Gleision Colliery mining accident
- Date: 15 September 2011
- Location: Cilybebyll, Neath Port Talbot, Wales;
- Deaths: 4
- Injuries: 1

= Gleision Colliery mining accident =

Mining accident

The Gleision Colliery mining accident was a mining accident which occurred on 15 September 2011 at the Gleision Colliery, a drift mine at Cilybebyll in Neath Port Talbot, in Wales. The accident occurred while seven miners were working with explosives on a narrow coal seam. Following a blasting operation into a separate disused flooded mine network to increase air-circulation, the tunnel in which the miners were working began to fill with water. Three of the miners escaped, with one being taken to hospital with life-threatening injuries, while the others were trapped underground. A search and rescue operation was launched to locate the four remaining miners, but they were found deceased the following day. The incident is the worst mining disaster to occur in Wales for three decades.

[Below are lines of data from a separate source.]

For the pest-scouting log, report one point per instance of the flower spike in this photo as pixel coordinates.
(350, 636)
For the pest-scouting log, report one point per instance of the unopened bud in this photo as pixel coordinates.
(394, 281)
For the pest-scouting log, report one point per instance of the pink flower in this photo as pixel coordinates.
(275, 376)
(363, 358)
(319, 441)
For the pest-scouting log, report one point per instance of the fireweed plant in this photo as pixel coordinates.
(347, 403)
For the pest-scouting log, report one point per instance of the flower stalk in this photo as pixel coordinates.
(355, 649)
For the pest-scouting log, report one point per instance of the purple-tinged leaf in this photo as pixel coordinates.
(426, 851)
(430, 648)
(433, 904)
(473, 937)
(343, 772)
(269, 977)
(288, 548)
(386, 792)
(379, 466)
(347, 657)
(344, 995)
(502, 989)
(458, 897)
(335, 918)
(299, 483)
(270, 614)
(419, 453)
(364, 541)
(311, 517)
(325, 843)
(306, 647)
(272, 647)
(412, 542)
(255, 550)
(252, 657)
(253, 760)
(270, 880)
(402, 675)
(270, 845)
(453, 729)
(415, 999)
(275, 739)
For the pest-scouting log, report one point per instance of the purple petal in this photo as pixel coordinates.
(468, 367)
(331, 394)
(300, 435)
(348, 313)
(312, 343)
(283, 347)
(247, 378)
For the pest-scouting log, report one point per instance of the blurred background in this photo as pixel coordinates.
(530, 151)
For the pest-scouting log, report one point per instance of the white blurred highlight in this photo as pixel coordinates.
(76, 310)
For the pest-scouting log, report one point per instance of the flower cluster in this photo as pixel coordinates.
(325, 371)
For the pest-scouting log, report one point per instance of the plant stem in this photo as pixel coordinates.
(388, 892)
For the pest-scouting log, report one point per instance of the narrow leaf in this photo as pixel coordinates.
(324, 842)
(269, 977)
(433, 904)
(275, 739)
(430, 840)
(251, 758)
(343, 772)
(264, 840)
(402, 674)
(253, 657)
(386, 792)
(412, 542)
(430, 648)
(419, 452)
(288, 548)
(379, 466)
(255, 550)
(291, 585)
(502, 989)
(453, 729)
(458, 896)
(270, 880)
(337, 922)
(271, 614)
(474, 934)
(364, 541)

==Explosion and rescue operation==

The accident occurred in the Gleision Colliery drift mine in the valley of the River Tawe, north of Swansea, in Neath Port Talbot on 15 September 2011. Seven miners were working a narrow seam and using explosives at the coal face. After an intentional explosion, a routine blasting operation to extract coal, at 09.21, the passage in which the miners were working rapidly filled with a large quantity of water. Three miners were immediately able to escape to the surface; one of these was taken by ambulance to Morriston Hospital.

The Mid and West Wales Fire and Rescue Service requested the assistance of Mines Rescue units from Wales and across the United Kingdom, with the aim of rescuing the remaining four miners trapped at a depth of 90 m below the surface. On 16 September South Wales Police confirmed that all four of the miners had died. All family members were informed of the situation. At that stage formal identification had not yet been made, although the miners were named as Charles Breslin, 62; David Powell, 50; Garry Jenkins, 39; and Philip Hill, 44. Police officially announced the identities of the deceased miners the following day.

==Aftermath==

On 16 September the Secretary of State for Wales Cheryl Gillan announced that an inquiry would be held into events at Gleision Colliery and that lessons had to be learned. She said the investigation would initially be led by South Wales Police, then handed over to the Health and Safety Executive (HSE). The need for an investigation was echoed by First Minister of Wales Carwyn Jones and Labour Party leader Ed Miliband.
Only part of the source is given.